103.陽光の盾使い_RISING
小さい頃から、アタシは力持ちだった。
だから、この力を人助けの為に使いたくて、冒険者になったんだ。
人の笑顔が好きだった。
アタシは誰かの笑顔を守りたくて、ずっと戦ってきたんだ。
キラキラしたものが好きだった。
輝きは、アタシ自身を元気付けてくれるから。
アタシもそんなキラキラと同じように、誰かを照らすことが出来たら……いつか陽光アイネクレストみたいに、誰かにとってのお日様みたいな存在になれたらって、ずっと思っていた。
でも現実は厳しい。
誰かを助けても、余計なお節介だとか、鬱陶しいだとか思われてしまう事もあるし、助けたのに裏切られたことも沢山ある。
嫌な思いをさせてしまっていたら、申し訳ないな。
けれど、アタシは元々こういう性分なんだ。
そんな時、旅の途中である一人の女の子と出会った。
その子の名前はベリィちゃん。
小さくて可愛くて、立派なツノが生えたとても強い子だ。
ベリィちゃんが魔王様の娘だって知った時、最初は驚いたけれど、きっとここに来るまでに凄く辛い思いをしてきたんだと思うと、放っておく事ができなかった。
勿論、アタシに何かが出来るわけじゃない。
アタシなんかよりベリィちゃんのほうがずっと強いし、心配することさえ余計なお節介だと思ってしまった。
それなのに、どうしてか助けたくなってしまったんだ。
このままベリィちゃんを一人にしたら、アタシは一生後悔するかもしれないって、そう思った。
それから、色々な事があったな。
シルビアちゃん、初めて会った時は怖い人かと思ったけれど、シルビアちゃんにはシルビアちゃんの事情があって、聖剣使いとして懸命にヒスイと向き合っている、不器用だけど努力家の女の子だった。
ルカくんは、最初は優しい男の子だなと思っていたし、実際優しいけれど、その中にも彼なりの信念があって、仲間の為なら体を張って戦える強い子だった。
サーナちゃんとの出会いは、最悪だったな。
親友だったベリィちゃんを傷付けて、酷い事も沢山言って、あの時アタシは凄く怒っていた。
けれど、きっと何か事情があるんだと思っていた。
案の定、サーナちゃんはブライトさんに利用されていただけだったし、そのブライトさんすらもメフィル・ロロに利用されていたのだから。
だからアタシは、サーナちゃんのことを敵としてじゃなくて、ずっと友達として接してきた。

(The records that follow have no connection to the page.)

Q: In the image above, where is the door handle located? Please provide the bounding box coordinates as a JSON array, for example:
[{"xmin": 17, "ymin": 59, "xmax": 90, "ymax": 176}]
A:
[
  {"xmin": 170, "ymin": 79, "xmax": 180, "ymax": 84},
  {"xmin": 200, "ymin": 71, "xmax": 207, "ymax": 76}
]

ベリィちゃんは、サーナちゃんの事を一時は恨んでしまっていたけれど、アタシだけはサーナちゃんを信じてあげよう、いつか仲直りできるように、サーナちゃんと友達でいようと思っていたんだ。
漸く、それが叶うかもしれない。
ある時、ベリィちゃんはアタシにこう言ってくれた。
「シャロと初めて出会った日、私にはシャロが太陽に見えた。シャロの笑顔が、真っ暗な月を優しく照らす陽光みたいだった。あの時、一人じゃ何も出来なかった私を助けてくれて、嬉しかったんだ」
ああ、アタシは誰かにとってのお日様になれたんだな。
言われた時は照れ臭くて、上手くありがとうって言えなかったけれど、本当に嬉しかったよ。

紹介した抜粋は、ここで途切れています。